In Defense of the Company Town

In my EconTalk with Russ Roberts on proprietary cities I only mentioned company towns in passing. Even the great Milton Friedman got company towns wrong, however, so it’s worthwhile spending a little time to dispel some myths.

Take company stores. Why did mining companies often own the town store? The standard answer: to squeeze every nickel from the workers so they would “owe their soul to the company store.” But that lyrical argument makes no sense and the truth is actually closer to the opposite.

The mining towns were isolated geographically but they weren’t isolated from the national labor market. The number of workers in these towns moved up and down in response to the price of coal and the workers often traveled long-distances to work in the mines, sometimes from other states or other countries. The company towns were isolated not because the workers couldn’t get out but because few people wanted to live where coal was abundant. As a result, workers had to be enticed to travel to and to live in these towns. Oil rigs are similarly isolated today and once on board the workers have nowhere to go but the company restaurant, the company theater and the company gym but that hardly means that the workers are exploited.

Since the mine workers weren’t isolated from the national labor market they had to be paid wages consistent with wages elsewhere and indeed on an hourly basis wages in mining were higher than in manufacturing (not surprising since these jobs were riskier). Moreover, workers weren’t dumb and so–just like workers today–they would consider the price of housing and the price of goods in these towns so see how far their wages would take them. All of this suggests that workers would not be fooled by high wages and really high prices at the company store that nullified those wages. And indeed, prices at company stores were not especially high and were similar to prices at independent stores in similar locations.

It was possible to find examples of a good at a particular company store which had a markedly higher price than at a particular independent store but this was cherry picking, (I am reminded of the exam question about two rival supermarkets both of which advertise “the average consumer at our store would pay 20% more if they shopped at our competitor.” The question asks how it can be possible that both stores are telling the truth.) Comparing identical baskets, prices at company stores were not higher than at similar independent stores.

I said that the traditional story actually gets things backward. We can see how by asking why the companies owned the stores. First, independent stores had to bear a lot of risk because they would be selling in a local economy that was dependent on a single mine. That risk was better born by the mining firm itself because it knew more about coal and fluctuations in the price of coal, its own plans, the time the mine would be expected to be open and so forth. Thus, it was cheaper for the mines to own the stores than for independents to own the stores.

Second, if an independent store did open they would have a monopoly and would want to charge a monopoly price but–and this is key–the higher the price charged by the independent store the higher the wages the coal mine would have to pay to compensate the workers. Thus monopoly independents would be bad for the workers but they would also be bad for the owners of the mine. If the mine owned the store, however, they would have a greater incentive than the independent store to lower prices because that meant they could save on wages. Overall, both workers and mine owners would be better off with company stores (A classic example of the double marginalization problem).

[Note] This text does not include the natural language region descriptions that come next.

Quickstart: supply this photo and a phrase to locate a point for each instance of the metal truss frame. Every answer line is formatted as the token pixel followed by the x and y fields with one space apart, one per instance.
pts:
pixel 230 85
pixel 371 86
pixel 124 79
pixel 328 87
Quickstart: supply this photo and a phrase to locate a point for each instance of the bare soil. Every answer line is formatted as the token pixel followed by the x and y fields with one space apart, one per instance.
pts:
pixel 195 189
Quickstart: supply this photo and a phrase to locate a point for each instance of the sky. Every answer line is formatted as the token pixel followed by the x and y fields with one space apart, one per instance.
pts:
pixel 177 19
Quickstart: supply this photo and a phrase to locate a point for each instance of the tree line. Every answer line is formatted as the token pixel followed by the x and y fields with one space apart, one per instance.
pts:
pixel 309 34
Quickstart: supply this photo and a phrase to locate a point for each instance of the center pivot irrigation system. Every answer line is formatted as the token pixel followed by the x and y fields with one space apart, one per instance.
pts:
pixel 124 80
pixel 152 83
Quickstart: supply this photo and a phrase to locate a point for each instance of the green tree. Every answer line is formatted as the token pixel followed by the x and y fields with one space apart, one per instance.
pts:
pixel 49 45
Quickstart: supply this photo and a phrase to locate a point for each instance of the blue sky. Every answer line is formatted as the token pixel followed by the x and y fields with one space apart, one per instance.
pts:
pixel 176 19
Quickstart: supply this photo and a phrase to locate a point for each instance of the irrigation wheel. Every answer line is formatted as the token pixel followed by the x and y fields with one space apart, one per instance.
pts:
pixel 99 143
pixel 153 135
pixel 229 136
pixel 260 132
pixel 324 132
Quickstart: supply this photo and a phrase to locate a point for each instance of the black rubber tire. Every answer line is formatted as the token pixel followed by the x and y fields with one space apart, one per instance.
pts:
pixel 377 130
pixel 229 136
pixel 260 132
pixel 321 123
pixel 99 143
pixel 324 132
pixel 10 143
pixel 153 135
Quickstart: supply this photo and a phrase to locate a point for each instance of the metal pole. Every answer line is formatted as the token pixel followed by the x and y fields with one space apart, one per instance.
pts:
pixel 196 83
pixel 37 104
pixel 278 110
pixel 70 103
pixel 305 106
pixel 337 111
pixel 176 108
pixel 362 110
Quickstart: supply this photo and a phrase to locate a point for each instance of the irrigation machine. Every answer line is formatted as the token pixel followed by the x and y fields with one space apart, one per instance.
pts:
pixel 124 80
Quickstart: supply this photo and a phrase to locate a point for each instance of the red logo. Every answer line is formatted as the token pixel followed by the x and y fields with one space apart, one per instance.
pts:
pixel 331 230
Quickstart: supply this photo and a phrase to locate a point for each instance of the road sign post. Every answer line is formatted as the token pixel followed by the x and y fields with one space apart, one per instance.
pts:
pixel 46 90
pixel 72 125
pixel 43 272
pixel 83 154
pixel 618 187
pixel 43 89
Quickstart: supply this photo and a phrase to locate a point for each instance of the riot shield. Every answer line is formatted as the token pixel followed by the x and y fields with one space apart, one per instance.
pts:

Similar arguments apply to company owned housing. On the one hand, this did mean that during a lengthy strike the firm could evict the workers from their housing. On the other hand, would you want to buy a house in an isolated town dependent on a single industry? Would you want to own a major asset that was likely to fall in price at the same time that you were likely to lose your job? Probably not. Rental housing meant that workers had the freedom to leave town easily when better work opportunities were available elsewhere – i.e., it meant that the workers were less isolated from the national labor market than they would be if they owned their homes and were tied down to a single place and a single employer. Moreover, the fact that the housing was company owned meant lower prices than if the housing was owned by an independent monopoly developer, the most relevant alternative (again because of the double marginalization problem).

The bottom line is that far from being an example of the abuse of monopoly power, the company town was an effort to constrain monopoly power.

References: The best source for an accurate view of the company towns in the mining industry is Price Fishback’s Soft Coal, Hard Choices: The Economic Welfare of Bituminous Coal Miners, 1890-1930. The book is based on a series of papers (JSTOR).

The company towns built by the mines weren’t especially pretty but some of the other company towns, especially those which employed high-skilled workers, were professionally designed by the leading architects of the day and they came with parks, playgrounds, retail areas, public transportation, churches and a variety of services. In essence, these company towns were doing what Google does today, competing for workers with amenities. Margaret Crawford’s book, Building the Workingman’s Paradise, is an interesting history showing how company towns pioneered a number of architectural and planning innovations that later found there way into many post World War II home developments.